I assume your algorithm to loop over $K$ policies (or episodes), for $H$ steps, on each state and action pairs (where $X=|\mathcal S|$ and $A=|\mathcal A|$ denote the size of the state and action spaces; assuming them to be discrete for simplicity.)
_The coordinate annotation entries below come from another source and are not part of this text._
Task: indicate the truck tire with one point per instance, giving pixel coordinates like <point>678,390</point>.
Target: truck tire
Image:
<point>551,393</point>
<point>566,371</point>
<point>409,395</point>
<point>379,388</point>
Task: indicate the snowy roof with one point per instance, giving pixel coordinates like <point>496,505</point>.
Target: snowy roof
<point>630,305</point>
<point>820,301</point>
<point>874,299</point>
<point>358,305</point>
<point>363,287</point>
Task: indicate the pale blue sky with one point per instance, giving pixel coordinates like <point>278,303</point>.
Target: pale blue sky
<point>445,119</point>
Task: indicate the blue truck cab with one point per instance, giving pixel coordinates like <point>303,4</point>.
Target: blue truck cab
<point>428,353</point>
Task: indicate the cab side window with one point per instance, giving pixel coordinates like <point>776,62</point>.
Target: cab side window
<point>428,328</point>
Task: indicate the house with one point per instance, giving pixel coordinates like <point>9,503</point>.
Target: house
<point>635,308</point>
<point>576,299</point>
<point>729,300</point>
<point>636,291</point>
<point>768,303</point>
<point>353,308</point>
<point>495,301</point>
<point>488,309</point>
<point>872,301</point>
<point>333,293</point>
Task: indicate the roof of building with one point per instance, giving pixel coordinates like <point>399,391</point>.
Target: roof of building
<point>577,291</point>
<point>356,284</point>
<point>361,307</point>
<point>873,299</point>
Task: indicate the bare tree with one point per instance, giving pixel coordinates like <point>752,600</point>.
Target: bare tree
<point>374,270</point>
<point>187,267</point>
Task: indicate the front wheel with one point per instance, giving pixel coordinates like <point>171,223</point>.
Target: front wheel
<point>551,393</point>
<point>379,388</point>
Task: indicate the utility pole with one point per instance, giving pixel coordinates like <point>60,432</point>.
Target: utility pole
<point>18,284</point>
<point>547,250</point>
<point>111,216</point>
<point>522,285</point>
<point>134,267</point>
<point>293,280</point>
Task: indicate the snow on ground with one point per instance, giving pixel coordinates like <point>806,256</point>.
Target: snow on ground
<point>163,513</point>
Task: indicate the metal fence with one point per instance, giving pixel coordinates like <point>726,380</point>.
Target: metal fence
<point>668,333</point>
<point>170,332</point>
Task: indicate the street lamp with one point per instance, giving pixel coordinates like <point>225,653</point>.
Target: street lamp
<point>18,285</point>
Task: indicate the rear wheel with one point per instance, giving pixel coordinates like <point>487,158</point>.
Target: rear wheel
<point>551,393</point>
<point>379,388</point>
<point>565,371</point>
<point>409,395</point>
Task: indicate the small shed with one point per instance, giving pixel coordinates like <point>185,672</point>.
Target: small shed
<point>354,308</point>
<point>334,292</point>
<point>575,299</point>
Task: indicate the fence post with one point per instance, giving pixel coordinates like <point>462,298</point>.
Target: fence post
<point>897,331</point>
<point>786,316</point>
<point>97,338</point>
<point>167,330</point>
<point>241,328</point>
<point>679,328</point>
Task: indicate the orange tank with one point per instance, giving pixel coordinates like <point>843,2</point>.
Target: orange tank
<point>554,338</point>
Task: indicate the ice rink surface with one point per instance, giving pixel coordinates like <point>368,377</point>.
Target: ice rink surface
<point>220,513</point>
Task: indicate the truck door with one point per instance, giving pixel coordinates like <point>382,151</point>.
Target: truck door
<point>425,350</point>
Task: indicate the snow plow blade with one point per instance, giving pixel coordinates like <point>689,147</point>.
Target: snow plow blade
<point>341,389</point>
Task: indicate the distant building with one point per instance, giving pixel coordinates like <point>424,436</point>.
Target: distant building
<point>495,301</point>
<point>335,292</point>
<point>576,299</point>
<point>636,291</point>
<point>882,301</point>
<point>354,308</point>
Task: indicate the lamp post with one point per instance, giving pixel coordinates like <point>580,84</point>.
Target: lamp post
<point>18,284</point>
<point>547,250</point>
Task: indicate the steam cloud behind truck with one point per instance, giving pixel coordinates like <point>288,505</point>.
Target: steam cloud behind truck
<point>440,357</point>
If so, and assuming an algorithm $R_K=2X^2AH \ln K\ln H + 3XA H^2 \ln K$ which makes such amount of steps both in the worst and best case (I'll clarify that later), it's computational complexity is about:
$$\begin{align}
O(R_K) &= O(2X^2AH \ln K\ln H + 3XA H^2) \\
&= O(X^2AH \ln K\ln H + XA H^2) & (1) \\
&= O\big(XAH \ln K (X\ln H + H)\big) & (2) \\
&= O\big(n^3\ln n\ (n\ln n + n)\big) & (3) \\
&= O\big(n^4\ln^2 n + n^4\ln n\big) \\
&= O(n^4\ln^2 n) & (4)\\
&< O(n^5) & (5)
\end{align}$$
Explaination. In line (1) I discard the constants $2$ and $3$ because they don't affect the complexity. Then, in line (2) I group by the common factor $XAH\ln K$. Next in (3), I rewrite $n=XAH\ln K$ note that this is not mathematically exact but for the purpose of computational complexity you can assume $n$ to be your overall input size, i.e. the complexity of the algo $R_K$ is a function of $n$. In line (4) the term $n^4\ln^2 n$ dominates $n^4\ln n$, so you can remove the latter. Lastly, your final complexity is $O(n^4\ln^2 n)$ but if you're not sure of its scale you can further bound with a degree-five function, i.e. $n^4\ln^2 n$ doesn't grow as fast as $n^5$.
(Last point: if your algo behaves the same both in the worst $O(\cdot)$ and best $\Omega(\cdot)$ case, your average complexity is $\Theta(n^4\ln^2 n)$.)